Grosses délivrées REPUBLIQUE FRANCAISE
aux parties le :AU NOM DU PEUPLE FRANÇAIS
COUR D'APPEL DE PARIS
Pôle 5 - Chambre 1
ARRET DU 23 JANVIER 2013
(n° , pages)
Numéro d'inscription au répertoire général : 10/22963
Sur renvoi après cassation du 26 octobre 2010 d'un arrêt rendu le 1er avril 2009 par la Cour d'Appel de PARIS (4ème CH. Section A) RG : 07-16702 sur appel d'un jugement rendu le 05 septembre 2007 par le Tribunal de Grande Instance de PARIS (3ème CH. 3ème section) RG : 06-01159
DEMANDERESSE A LA SAISINE
SAS J.M. WESTON
prise en la personne de son Président
[Adresse 8]
[Adresse 9]
[Localité 3]
Représentée par la SCP LAGOURGUE - OLIVIER (Me Charles-hubert OLIVIER) (avocats au barreau de PARIS, toque : L0029)
assistée de Me Michel-paul ESCANDE de la SELARL M-P ESCANDE (avocat au barreau de PARIS, toque : R266)
DÉFENDERESSE A LA SAISINE
Société CAPUCE
prise en la personne de son Président du Conseil d'administration, M. [O] [K]
[Adresse 1]
[Localité 2]
Représentée par la SELARL HJYH Avocats à la cour (Me Patricia HARDOUIN) (avocats au barreau de PARIS, toque : L0056)

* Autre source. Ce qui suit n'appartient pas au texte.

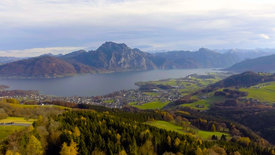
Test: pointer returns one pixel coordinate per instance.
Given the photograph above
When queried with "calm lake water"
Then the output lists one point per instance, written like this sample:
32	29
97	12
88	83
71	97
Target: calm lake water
100	84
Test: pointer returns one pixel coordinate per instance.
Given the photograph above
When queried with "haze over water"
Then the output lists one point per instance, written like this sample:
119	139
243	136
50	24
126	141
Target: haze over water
99	84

assistée de Me Marie-marthe JESSLEN (avocat au barreau de PARIS, toque : E0067)
et de Me Michèle MERGUI, (avocat au barreau de PARIS, toque : R275)
COMPOSITION DE LA COUR :
Après le rapport oral dans les conditions de l'article 785 du code de procédure civile et en application des dispositions de l'article 786 et 907 du même code, l'affaire a été débattue le 28 novembre 2012, en audience publique, les avocats ne s'y étant pas opposés, devant Monsieur Benjamin RAJBAUT, Président, et Madame Anne-Marie GABER, Conseillère, chargée d'instruire l'affaire.

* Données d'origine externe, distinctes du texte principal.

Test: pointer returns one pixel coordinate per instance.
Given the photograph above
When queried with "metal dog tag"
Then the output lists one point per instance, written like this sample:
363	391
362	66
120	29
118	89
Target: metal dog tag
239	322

Ces magistrats ont rendu compte des plaidoiries dans le délibéré de la Cour, composée de :
Monsieur Benjamin RAJBAUT, Président,
Madame Anne-Marie GABER, Conseillère
Madame Sylvie NEROT, Conseillère, appelée d'une autre Chambre pour compléter la Cour,
Greffier, lors des débats : Madame Marie-Claude HOUDIN
ARRET :
- contradictoire
- rendu par mise à disposition de l'arrêt au greffe de la Cour, les parties en ayant été préalablement avisées dans les conditions prévues au deuxième alinéa de l'article 450 du code de procédure civile.
- signé par Monsieur Benjamin RAJBAUT, Président, et par Madame Marie-Claude HOUDIN, auquel la minute de la décision a été remise par le magistrat signataire.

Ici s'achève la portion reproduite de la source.